Willie's heart was full, and as he gnawed his chin-strap to hide his emotion, I heard him send a farewell message to his father, the old keeper.
And then, as the sturdy baronet rode slowly to the rear, adopting at once the old hunting seat, several of our lancers cheered him, for he was the last specimen of his class they would probably see for many a day to come.
I now remembered, with keen reproach, that in the fulness of my emotion at parting from Louisa—in fact, the selfishness of my love—I had forgotten to bid adieu to Cora and to Lord Chillingham. About the latter omission I cared little; but to leave Cora—kind, affectionate Cora—whose sad and earnest face I seemed still to see, as she gazed so wistfully from the carriage window, and to leave her, it might be for ever, without a word of farewell, was a fault almost without remedy now.
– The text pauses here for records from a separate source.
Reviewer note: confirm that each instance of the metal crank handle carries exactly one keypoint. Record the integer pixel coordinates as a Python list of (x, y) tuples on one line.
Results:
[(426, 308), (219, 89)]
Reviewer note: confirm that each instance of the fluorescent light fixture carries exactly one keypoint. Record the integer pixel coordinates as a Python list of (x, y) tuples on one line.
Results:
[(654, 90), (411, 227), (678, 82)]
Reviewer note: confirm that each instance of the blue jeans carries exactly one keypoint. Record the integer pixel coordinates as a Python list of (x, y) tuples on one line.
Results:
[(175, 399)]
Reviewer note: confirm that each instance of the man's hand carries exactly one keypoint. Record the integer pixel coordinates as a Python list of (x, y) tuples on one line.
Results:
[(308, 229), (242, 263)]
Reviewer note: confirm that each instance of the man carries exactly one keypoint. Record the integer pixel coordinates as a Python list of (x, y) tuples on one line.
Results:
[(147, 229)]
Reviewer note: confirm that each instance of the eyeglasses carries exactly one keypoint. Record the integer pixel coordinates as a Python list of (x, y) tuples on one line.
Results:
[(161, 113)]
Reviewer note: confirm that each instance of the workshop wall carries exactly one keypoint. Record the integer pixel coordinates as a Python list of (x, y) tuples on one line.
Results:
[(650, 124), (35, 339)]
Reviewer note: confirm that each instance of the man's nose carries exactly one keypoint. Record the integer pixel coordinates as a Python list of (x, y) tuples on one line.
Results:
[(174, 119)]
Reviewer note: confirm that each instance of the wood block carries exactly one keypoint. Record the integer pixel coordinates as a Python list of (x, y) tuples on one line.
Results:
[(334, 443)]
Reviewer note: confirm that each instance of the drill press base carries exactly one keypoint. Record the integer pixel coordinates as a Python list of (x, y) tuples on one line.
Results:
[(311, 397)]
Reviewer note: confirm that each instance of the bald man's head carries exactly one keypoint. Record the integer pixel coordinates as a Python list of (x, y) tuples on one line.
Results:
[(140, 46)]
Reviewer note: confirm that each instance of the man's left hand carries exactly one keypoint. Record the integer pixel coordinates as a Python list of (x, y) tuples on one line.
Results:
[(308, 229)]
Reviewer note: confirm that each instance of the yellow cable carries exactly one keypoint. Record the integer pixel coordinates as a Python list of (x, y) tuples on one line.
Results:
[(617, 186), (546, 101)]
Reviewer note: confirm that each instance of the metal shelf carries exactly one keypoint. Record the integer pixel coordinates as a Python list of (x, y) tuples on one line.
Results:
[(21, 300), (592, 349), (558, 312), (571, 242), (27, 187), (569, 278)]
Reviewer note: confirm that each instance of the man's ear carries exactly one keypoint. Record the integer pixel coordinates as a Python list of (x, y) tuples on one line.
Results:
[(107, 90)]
However, I lost no time in writing my excuses from our first halting-place, which was at Mayfield, though some of our troops remained at Tunbridge Wells, and others had to ride to the market town of Cranbrook for quarters and stabling. Proceeding through the great hop-growing district of England, we frequently marched between gardens, where the little plants were beginning to creep up those tall and slender poles of ash or chestnut, which (before the hops gain their full growth, in September) present so singular an appearance to a stranger's eye. When those green hops were gathered, and when the hop-queen was decorated in honour of the harvest home, we were moving towards the passage of the Alma. Kent was wearing its loveliest aspect now, in the full glory of hedgerows, copse, and meadows, in the last days of spring, under a clear blue sunlit sky. The birds, in myriads, filled the hedges with melody; the purple and white lilacs were already in full bloom, and the grass was spotted with snow-white daisies and golden buttercups, while primroses and violets grew wild by the side of the chalky and flinty roads.
The quaint, tumble-down cottages, covered to their chimney tops with ivy, woodbine, and wild hop-leaves; the fair, smiling faces that peeped at us from their lozenged lattices; the sturdy fellows who lounged and smoked at the turnpike; the red wheeled waggons on the road; the laden wains, and the canvas-frocked yokels far a-field; the lowing cattle that browsed on the upland slope; the square white tower of the little village church on one side; the red-brick manor-house on the other, with all its gables and oriels peeping above the woodlands; the whistle of the distant railway train, and its white smoke curling up in the sunshine, were all indicative of happy, peaceful, and prosperous England, and of a soil long untrodden by a hostile foot. From every port in the United Kingdom; between Portsmouth and Aberdeen, troops were quickly departing now. Being cavalry, on our route through Kent, Sussex, and a little part of Hampshire, we overtook and passed several corps of infantry and artillery, which were marching by the same roads for the same place of embarkation, and stirring were the cheers with which we greeted each other.
We remarked that the bands of the Scottish and Irish regiments were almost invariably playing the national quick marches peculiar to their own countries, while those of English corps played German, and even Yankee music.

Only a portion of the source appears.